Abstract 143: Caveolae Regulate PI3K/Akt/RhoA-Mediated p38 MAPK Nuclear Translocation in Leptin-Induced Cardiomyocyte Hypertrophy

Abstract

Background : Obesity is associated with increased leptin production which may contribute to cardiac hypertrophy. However, the mechanism of leptin-induced cardiac hypertrophy remains incompletely understood. Previous studies have shown that the RhoA/ROCK/cofilin pathway and p38 MAPK but not ERK1/2 activation are major contributors to leptin-induced cardiac hypertrophy. In this study we explored the roles of caveolae and the PI3K/Akt pathway in regulating RhoA and p38 MAPK activation during leptin-induced cardiomyocyte hypertrophy. Methods and Results : Neonatal rat ventricular myocytes were cultured with 3.1 nmol/L leptin for 24 hours. Caveolae number and expression of caveolin-3 were significantly increased after leptin treatment (2 and 3 fold, respectively; p<0.01). These effects were associated with a 29% (p<0.05) increase in cell surface area and a 40% (p<0.05) increase in leucine incorporation, indicating cardiomyocyte hypertrophy. Disruption of cardiomyocyte caveolae with 5 mM methyl-beta-cyclodextrin (MβCD) significantly inhibited leptin-induced hypertrophy.
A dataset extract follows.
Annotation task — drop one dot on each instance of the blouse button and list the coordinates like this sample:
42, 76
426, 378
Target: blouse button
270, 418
RhoA was detected in caveolae fractions of a sucrose gradient after cardiomyocytes were treated with leptin for 5 min, demonstrating subcellular translocation of RhoA. Treatment with MβCD, 50 ng/ml C3 exoenzyme (a RhoA inhibitor) or 50 nM latrunculin B (actin filaments depolymerization agent) significantly attenuated leptin-induced RhoA translocation into caveolae fractions. Moreover, Western blot analysis showed that leptin-dependent activation of PI3K (116%; p<0.05), Akt (115%; p<0.05) and RhoA (330%; p<0.05) were significantly inhibited by 50 μM LY294002, a specific PI3K inhibitor. In addition, LY294002 significantly attenuated leptin-induced increases in cell surface area and in leucine incorporation. Furthermore, we found that leptin-induced activation of p38 (189%; p<0.05) and ERK1/2 (220%; p<0.05) was associated with p38 MAPK but not ERK1/2 nuclear translocation. MβCD, C3 exoenzyme and LY294002 potently attenuated leptin-induced p38 MAPK nuclear translocation. Conclusions : Our results demonstrate that caveolae, the PI3K/Akt/RhoA pathway and p38 MAPK nuclear translocation play a pivotal role in leptin-induced cardiomyocyte hypertrophy.